HAV virus strain, HM-175, was propagated in fetal rhesus monkey kidney (FRhK-4) cells (14). Working stocks were propagated on confluent FRhK-4 cells in Eagle's minimum essential medium (MEM) supplemented with 15% fetal bovine serum, 15 mM HEPES, 2 mM L-glutamine, 0.1 mM nonessential amino acids, 0.11% sodium bicarbonate, 0.1 mg of kanamycin/ml, and 0.05 mg of gentamicin/ml (Invitrogen Corp., Carlsbad, Calif.). Cells were infected (multiplicity of infection [MOI] = 1) in medium containing 2% fetal calf serum, and after propagation for 2 weeks, lysates were obtained after three freeze-thaw cycles. This was followed by an extraction with equal volumes of chloroform. One-milliliter portions supplemented with 2% fetal bovine serum were frozen at –80°C.
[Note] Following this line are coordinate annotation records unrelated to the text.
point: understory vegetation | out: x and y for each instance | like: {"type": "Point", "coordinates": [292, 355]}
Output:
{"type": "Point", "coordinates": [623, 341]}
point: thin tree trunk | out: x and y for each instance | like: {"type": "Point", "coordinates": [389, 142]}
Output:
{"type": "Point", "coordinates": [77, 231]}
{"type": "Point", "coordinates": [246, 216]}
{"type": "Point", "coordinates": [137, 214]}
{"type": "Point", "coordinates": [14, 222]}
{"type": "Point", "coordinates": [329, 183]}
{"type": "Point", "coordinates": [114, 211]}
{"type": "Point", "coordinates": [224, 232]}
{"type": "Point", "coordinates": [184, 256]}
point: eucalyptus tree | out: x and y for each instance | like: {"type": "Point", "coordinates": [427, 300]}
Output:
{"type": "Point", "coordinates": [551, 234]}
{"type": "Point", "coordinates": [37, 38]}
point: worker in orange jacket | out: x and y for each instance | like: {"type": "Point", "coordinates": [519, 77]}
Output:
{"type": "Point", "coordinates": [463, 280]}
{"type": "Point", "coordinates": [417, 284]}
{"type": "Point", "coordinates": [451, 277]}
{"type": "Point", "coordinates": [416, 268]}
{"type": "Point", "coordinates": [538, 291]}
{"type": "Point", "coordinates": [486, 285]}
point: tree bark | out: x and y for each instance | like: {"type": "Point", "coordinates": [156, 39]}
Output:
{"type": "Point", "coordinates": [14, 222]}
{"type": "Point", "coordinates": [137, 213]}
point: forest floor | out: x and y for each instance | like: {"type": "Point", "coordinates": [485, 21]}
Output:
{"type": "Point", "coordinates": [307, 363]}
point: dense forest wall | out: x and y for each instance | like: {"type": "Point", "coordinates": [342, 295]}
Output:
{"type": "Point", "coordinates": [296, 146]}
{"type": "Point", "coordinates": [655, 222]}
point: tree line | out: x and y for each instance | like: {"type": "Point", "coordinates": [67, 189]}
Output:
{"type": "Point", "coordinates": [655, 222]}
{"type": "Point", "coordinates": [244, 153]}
Eastern oysters (C. virginica) were harvested from an approved area in Mobile Bay, Ala. After culling and sorting, 200 commercial-size oysters were placed into a depuration flume at the U.S. Food and Drug Administration (FDA) Gulf Coast Seafood Laboratory, Dauphin Island, Ala. Oysters were maintained for more than 3 weeks prior to being transferred to a flume which utilized single-pass UV-treated natural seawater. Salinities ranged from 5 to 20 ppt.

Three days before virus accumulation, 22 oysters were placed in the accumulation tank to acclimatize to 10°C. This tank received UV-treated seawater which had been refrigerated to 10°C at the rate of 200 ml/min in laminar flow (Fig. 1). Temperature and flow conditions that optimize natural virus accumulation were previously determined by Burkhardt and Calci (6). HAV (7.1 log10 PFU) was added to 6 liters of sterile RO (reverse osmosis) water and was continually mixed at 4°C. Peristaltic pumps (Cole-Parmer, Vernon Hills, Ill.) combined 4 ml of virus suspension/min with 200 ml of UV-treated seawater/min in a cytostir vessel (Kimble, Vineland, N.J.). The calculated overall concentration within the accumulation tank was 40 PFU/ml. After 24 h, the oysters were divided into six groups of three oysters each and were shucked into sterile cups. The total weight for each group was approximately 25 g.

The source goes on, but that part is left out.